予想されたように、新型コロナウィルス関係の便乗商法が目立ってきている。「摂氏26度で死滅」などというのは「普通に考えてデマ」だが、「免疫力を高めましょう」的な商法は、健康増進のコピーとしては一般的なものだし、それ自体悪いことではない。免疫力の低下と重症化がリンクしているようなので、多くの消費者はこのコピーに敏感になってしまう。
問題になるのは、新型コロナウィルスと密接な関係にあるかのような表現がなされている時だ。以下、3月11日の時事通信のニュース(「『コロナ予防』広告に注意=消費者庁、販売業者に改善要請」)より。
新型コロナウイルスの予防効果をうたうインターネット上の商品広告について、消費者庁は11日までに、販売業者に表示の改善を要請した。消費者に対しては、「効果を裏付ける根拠は認められていない」などと注意喚起している。
この記事では、続けて、「同庁によると、2月25日~3月6日、ネット上の商品広告の緊急監視を実施。健康食品や空気清浄機などを販売する30事業者46商品が予防効果を掲げていた。健康食品分野が最も多く、『ビタミンCはコロナウイルスから体を守る』『新型肺炎には早期の漢方が効果的」などとしていた。」と報じている。科学的裏付けのない効用の表示、成分の表示は景品表示法違反の疑いがあるので、消費者庁が乗り出したという訳だ。
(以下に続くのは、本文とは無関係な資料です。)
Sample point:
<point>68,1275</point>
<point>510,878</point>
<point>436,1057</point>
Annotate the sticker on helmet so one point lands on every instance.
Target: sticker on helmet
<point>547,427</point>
ただ賢い業者ならば、敢えて「コロナ」の表現を用いず、「免疫力UP」とかいってボカすだろう。実は何のことだかわからなくても、消費者は「免疫(力)」というフレーズに敏感になっているのだから、露骨な「コロナ」の表現など使わずとも消費者は敏感に反応するのではないか。広告で重要なのは、「共有知識」として「どのフレーズへの感度が高いか」である。
真偽は分からないが、納豆が品薄になっているそうだ(私の職場や自宅の周辺ではそんなことはないが)。納豆は健康にいい=免疫力UP=コロナ対策という連想なのであろうが、そんなの納豆に限ったものではないし、納豆が突出して健康増進によいのであれば日本では主たるオカズが歴史的に納豆になっているはずである(個人的には好きな食べ物であることをここで断っておく)。もちろん科学的因果が証明されているならば、それに従うべきであるが。
そういえば関西テレビの「発掘!あるある大事典」の情報捏造事件(2007年)もテーマは納豆だった。この時は「納豆はダイエット効果が高い」というものだった。この放送回終了後、消費者は納豆に殺到し、店頭からその姿を消した。「納豆」という独特の雰囲気がそんな気分にさせるのか。そうであるならば、次は違う「ネバネバ」系に殺到するのだろうか。
消費者を惑わすのは商品の表示のみではなく、メディアの報道もそうである。「公器」の体裁がある以上、怪しげな広告よりもはるかに消費者に対するインパクトが強い。新型コロナウィルスに関する報道も、色々な知識人が色々なことをいっているが、本当に信用できるのだろうか(特に医療、衛生分野の専門家の発言は重い)。知識人間での相互批判がもっと盛んになるべきである。